Vous l’aurez compris, le but de cette introduction n’est pas de vous perdre dans les méandres de l’Histoire du monde mais bien de vous faire comprendre à quel point Assassin’s Creed est un jeu aux multiples facettes et où chacun d’entre nous peut y trouver à boire et à manger en bon gamer que nous sommes. Et si vous ne l’êtes pas (bon là normalement je ne m’adresse à personne lisant ce blog mais sait-on jamais, il y a un début à tout), j’espère vous encourager à découvrir un jeu très riche à tout point de vue. Mais étant donné le nombre d’épisodes de la saga, il faudrait bien plus qu’un billet sur ce Blog pour vous décrire la richesse du jeu et ses différents scénarios. Reprenons simplement la trame originelle (et originale) du premier Assassin’s, à savoir que vous incarnez Desmond Miles, barman de son état qui, enlevé par une multinationale nommée Abstergo, va revivre les aventures de son ancêtre Altaïr, un assassin d’élite qui vivait au XIIème siècle au temps des Croisades. Mêlant des éléments historiques avec un solide background de science-fiction, le joueur alterne entre ses différentes missions en Terre Sainte et le XXIème siècle et sa captivité dans les laboratoires de la multinationale.
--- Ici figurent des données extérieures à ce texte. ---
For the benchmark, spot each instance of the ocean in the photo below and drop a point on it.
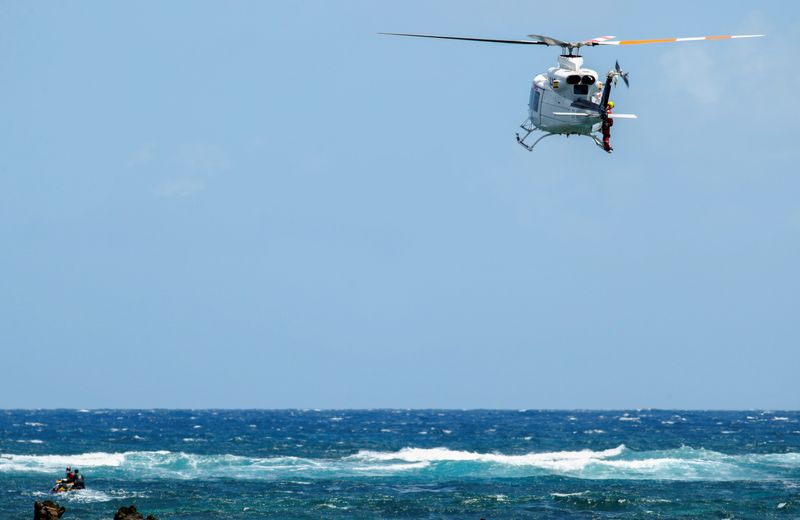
(492, 464)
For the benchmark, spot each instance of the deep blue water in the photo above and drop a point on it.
(405, 463)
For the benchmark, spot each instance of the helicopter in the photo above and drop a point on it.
(569, 99)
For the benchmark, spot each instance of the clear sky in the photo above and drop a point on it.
(266, 204)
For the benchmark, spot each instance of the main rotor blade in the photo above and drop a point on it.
(671, 40)
(521, 42)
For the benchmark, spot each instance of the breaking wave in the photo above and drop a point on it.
(616, 463)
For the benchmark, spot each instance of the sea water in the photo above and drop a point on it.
(405, 463)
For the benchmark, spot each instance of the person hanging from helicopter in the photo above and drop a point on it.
(606, 127)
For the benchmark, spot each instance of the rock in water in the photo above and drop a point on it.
(130, 513)
(47, 510)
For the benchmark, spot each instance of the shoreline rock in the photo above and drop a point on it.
(130, 513)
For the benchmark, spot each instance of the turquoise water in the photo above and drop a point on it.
(406, 463)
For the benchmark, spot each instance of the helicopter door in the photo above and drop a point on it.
(535, 105)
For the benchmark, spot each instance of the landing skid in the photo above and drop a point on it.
(529, 128)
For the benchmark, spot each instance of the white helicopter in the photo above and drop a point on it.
(569, 99)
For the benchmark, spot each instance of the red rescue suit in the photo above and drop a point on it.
(606, 128)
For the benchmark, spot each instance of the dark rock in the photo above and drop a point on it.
(47, 510)
(130, 513)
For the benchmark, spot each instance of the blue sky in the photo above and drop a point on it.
(266, 204)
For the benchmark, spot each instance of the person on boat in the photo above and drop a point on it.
(78, 483)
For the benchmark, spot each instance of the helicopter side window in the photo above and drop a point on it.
(581, 90)
(535, 95)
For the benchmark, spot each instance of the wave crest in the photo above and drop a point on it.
(684, 463)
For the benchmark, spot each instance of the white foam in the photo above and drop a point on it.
(558, 461)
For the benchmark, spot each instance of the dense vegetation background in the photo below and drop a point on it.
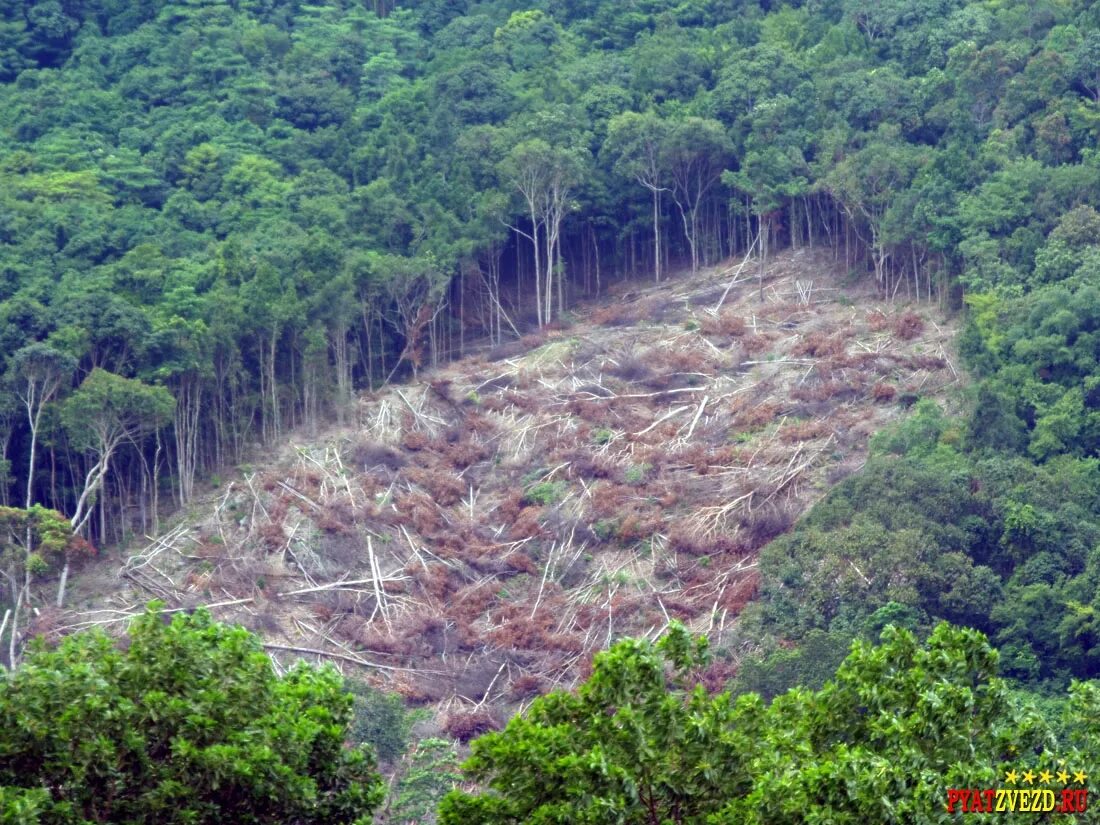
(219, 219)
(259, 207)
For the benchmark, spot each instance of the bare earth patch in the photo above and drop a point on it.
(476, 537)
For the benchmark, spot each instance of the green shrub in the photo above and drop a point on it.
(187, 723)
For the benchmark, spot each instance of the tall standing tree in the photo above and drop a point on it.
(105, 413)
(39, 372)
(695, 152)
(546, 177)
(635, 144)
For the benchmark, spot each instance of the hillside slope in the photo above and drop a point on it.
(475, 536)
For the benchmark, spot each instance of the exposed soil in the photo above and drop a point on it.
(477, 536)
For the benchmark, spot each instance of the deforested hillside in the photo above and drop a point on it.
(471, 539)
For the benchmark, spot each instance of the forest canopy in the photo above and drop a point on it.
(261, 207)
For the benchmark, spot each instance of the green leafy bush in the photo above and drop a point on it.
(185, 722)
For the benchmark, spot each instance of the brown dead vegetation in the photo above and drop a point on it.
(476, 538)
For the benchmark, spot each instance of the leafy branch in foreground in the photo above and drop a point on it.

Je parlais de science-fiction puisque c’est grâce à une machine nommée l’Animus, que Desmond va se « synchroniser » avec son ancêtre : l’Animus peut en effet décoder la mémoire génétique des êtres humains et ainsi retrouver les souvenirs des ancêtres de la personne. Grâce à cela, et depuis le premier épisode de 2007, ce ne sont pas moins de treize suites qui permettent aux joueurs de continuer à vivre les aventures de Desmond et ses diverses incarnations à travers les âges et les périodes de l’Histoire.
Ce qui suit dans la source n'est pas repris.